Tutorial

Steps

A Step is the basic unit of work—either a shell command or Julia function.

Shell Commands

using SimplePipelines

# Direct command (anonymous step)
step = @step sh"samtools sort input.bam"

# Named step
step = @step sort = sh"samtools sort input.bam"

# Shell features (>, |, &&) - use sh"..."
step = @step sort = sh"sort data.txt | uniq > sorted.txt"

# Shell variables (\$VAR, \${var}) - use shell_raw so Julia does not interpolate
donors = ["A", "B"]
step = @step process = sh(() -> shell_raw"for d in " * join(donors, " ") * shell_raw"; do echo \$d; done")
# Multiline: use shell_raw\"\"\"...\"\"\" for readability

Julia Functions

# Anonymous function step
step = @step () -> process_data()

# Named function step
step = @step analyze = () -> run_analysis("data.csv")

File Dependencies (Optional)

Track input/output files for validation:

@step align("reads.fq" => "aligned.bam") = sh"bwa mem ref.fa reads.fq > aligned.bam"  # sh"..." for redirection

The >> operator chains steps—each waits for the previous to complete. When the next node is a function step, it receives the previous step's output (or the current branch context inside ForEach):

# Chain commands directly (anonymous steps)
pipeline = sh"download data.txt" >> sh"process data.txt" >> sh"upload results.txt"

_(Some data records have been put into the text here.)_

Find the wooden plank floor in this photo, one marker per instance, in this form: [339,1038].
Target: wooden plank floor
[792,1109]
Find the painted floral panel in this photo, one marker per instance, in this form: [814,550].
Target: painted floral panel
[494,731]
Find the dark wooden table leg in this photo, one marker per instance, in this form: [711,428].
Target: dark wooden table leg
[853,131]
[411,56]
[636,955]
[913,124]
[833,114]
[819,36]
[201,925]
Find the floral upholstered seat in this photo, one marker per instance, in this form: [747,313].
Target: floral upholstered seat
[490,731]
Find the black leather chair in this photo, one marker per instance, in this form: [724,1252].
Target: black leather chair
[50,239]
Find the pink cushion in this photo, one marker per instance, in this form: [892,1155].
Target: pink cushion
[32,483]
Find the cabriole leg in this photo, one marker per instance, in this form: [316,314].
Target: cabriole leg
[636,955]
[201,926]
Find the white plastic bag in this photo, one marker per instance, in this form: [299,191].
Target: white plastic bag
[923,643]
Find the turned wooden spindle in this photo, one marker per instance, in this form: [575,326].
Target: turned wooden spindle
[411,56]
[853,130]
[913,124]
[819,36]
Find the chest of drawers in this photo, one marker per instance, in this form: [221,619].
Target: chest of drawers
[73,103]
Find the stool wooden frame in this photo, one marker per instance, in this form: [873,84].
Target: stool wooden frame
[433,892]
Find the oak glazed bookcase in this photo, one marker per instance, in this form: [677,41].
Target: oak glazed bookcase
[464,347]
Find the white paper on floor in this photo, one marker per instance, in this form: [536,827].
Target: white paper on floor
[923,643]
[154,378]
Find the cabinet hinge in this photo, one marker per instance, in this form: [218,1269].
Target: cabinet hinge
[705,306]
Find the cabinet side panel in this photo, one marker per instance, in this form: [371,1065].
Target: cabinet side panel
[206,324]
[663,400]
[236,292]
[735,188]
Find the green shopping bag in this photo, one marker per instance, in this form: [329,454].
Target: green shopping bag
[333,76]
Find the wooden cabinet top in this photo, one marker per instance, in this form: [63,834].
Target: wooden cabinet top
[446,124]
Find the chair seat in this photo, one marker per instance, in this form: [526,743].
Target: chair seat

# Data passing: function steps receive previous output
download(id) = "data_$(id).csv"
process(path) = read(path, String)  # receives path from download
pipeline = @step dl = download >> @step proc = process

# Or define named steps, then chain
step_a = @step step_a = sh"download data.txt"
step_b = @step step_b = sh"process data.txt"
step_c = @step step_c = sh"upload results.txt"
pipeline = step_a >> step_b >> step_c

Pipe (`|>`), same input (`>>>`), and broadcast (`.>>`)

When the left has one output, >>, |>, and .>> all pass that value to the next (function) step. When the left has multiple outputs (e.g. ForEach, Parallel), they differ:

Left side	$>>$	Pipe	$.>>$
Single output	step(one value)	step(one value)	step(one value)
Multi output	step(last only)	step(vector of all)	step per branch (one call each)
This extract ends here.